Honest question - I have no idea.

I do know Astro's time has been spent lobbying against Urorads, as have many of the state chapters. In my limited understanding and knowledge, radiation oncologists don't spend a lot of time about "bigger picture" issues, rather they want to protect income. Very few radoncs head tumor board, or are chair of the department of oncology, or are the head of cancer services at private hospitals. There is a bias against us, but there certainly aren't too many of us clamoring for these roles. I'm not saying that I'm not guilty of this. But, the passivity of the field is nothing new and hasn't really changed. Why don't you smart people apply to these things? Why don't you all push cancer committee to let you be head of tumor board?
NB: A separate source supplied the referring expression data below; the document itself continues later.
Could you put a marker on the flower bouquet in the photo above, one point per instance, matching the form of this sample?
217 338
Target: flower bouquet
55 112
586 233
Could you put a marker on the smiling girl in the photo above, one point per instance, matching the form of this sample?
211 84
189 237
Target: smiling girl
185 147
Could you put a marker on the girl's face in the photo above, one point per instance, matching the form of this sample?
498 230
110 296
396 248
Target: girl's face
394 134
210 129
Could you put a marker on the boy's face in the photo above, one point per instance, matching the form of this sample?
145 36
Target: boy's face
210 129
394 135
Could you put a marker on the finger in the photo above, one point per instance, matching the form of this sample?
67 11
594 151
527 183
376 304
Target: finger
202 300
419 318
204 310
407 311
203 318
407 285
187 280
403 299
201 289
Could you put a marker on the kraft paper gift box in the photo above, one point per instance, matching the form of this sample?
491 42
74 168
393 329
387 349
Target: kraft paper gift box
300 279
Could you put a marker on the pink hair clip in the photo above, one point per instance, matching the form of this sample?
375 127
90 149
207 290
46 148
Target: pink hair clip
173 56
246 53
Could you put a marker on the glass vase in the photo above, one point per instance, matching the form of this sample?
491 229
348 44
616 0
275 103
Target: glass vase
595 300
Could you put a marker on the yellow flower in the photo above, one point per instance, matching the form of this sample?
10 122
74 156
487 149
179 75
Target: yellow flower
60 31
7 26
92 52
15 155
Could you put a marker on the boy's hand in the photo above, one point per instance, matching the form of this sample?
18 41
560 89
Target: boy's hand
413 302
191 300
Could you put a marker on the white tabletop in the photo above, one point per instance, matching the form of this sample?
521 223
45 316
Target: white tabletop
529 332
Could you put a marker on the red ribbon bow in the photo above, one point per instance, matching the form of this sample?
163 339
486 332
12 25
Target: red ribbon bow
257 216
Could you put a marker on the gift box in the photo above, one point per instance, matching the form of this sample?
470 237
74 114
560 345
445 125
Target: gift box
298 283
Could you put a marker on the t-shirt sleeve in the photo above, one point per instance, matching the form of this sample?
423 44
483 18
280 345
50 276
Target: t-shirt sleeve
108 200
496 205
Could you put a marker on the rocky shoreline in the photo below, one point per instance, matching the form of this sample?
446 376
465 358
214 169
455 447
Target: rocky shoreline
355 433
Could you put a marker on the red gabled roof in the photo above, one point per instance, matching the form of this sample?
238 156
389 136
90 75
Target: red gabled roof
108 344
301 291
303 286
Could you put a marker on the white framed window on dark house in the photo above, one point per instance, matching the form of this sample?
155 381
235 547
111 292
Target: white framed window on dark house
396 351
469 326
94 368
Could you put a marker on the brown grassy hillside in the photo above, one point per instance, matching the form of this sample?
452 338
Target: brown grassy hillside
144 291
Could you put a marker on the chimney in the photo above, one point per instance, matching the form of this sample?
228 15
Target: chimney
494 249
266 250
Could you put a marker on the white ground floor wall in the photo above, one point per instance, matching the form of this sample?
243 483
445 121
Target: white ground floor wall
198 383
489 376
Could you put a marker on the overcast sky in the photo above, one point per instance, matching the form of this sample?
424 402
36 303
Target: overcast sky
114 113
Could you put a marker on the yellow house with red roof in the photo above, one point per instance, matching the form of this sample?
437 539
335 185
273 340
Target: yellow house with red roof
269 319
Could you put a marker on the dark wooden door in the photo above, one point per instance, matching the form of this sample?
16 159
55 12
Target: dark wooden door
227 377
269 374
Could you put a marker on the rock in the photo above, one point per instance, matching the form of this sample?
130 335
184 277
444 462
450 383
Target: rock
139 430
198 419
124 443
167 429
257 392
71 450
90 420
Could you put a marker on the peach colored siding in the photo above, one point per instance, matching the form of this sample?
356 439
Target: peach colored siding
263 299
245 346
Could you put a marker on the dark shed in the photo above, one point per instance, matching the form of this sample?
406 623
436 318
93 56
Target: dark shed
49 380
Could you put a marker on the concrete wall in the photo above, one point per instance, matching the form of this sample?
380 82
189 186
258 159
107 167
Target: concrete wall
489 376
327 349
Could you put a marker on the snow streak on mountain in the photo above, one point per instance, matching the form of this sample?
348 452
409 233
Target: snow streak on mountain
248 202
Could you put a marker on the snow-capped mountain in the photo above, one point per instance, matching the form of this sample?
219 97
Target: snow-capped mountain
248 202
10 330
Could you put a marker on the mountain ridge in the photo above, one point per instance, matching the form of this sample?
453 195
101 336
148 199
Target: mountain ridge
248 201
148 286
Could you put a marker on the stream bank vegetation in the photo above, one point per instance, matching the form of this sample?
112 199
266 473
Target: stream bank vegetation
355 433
I'm not saying I'm going to do it. I'm cool with being second banana, because I'm a steaming hot turd and not really easy to work with. But, complaining about it doesn't help unless you want to do something.
 
My opinion is that the people who are entering our field are not (by and large) pioneers, leaders or visionaries. They do not (on the whole) want to take risks for the greater good. Though research is emphasized, it's all about the number of low impact, space wasting publications.

People want starting salary, lifestyle, and vacation. People are absolutely happy to cede autonomy to achieve this holy grail.

People like this are not willing to take positions with little/no compensation.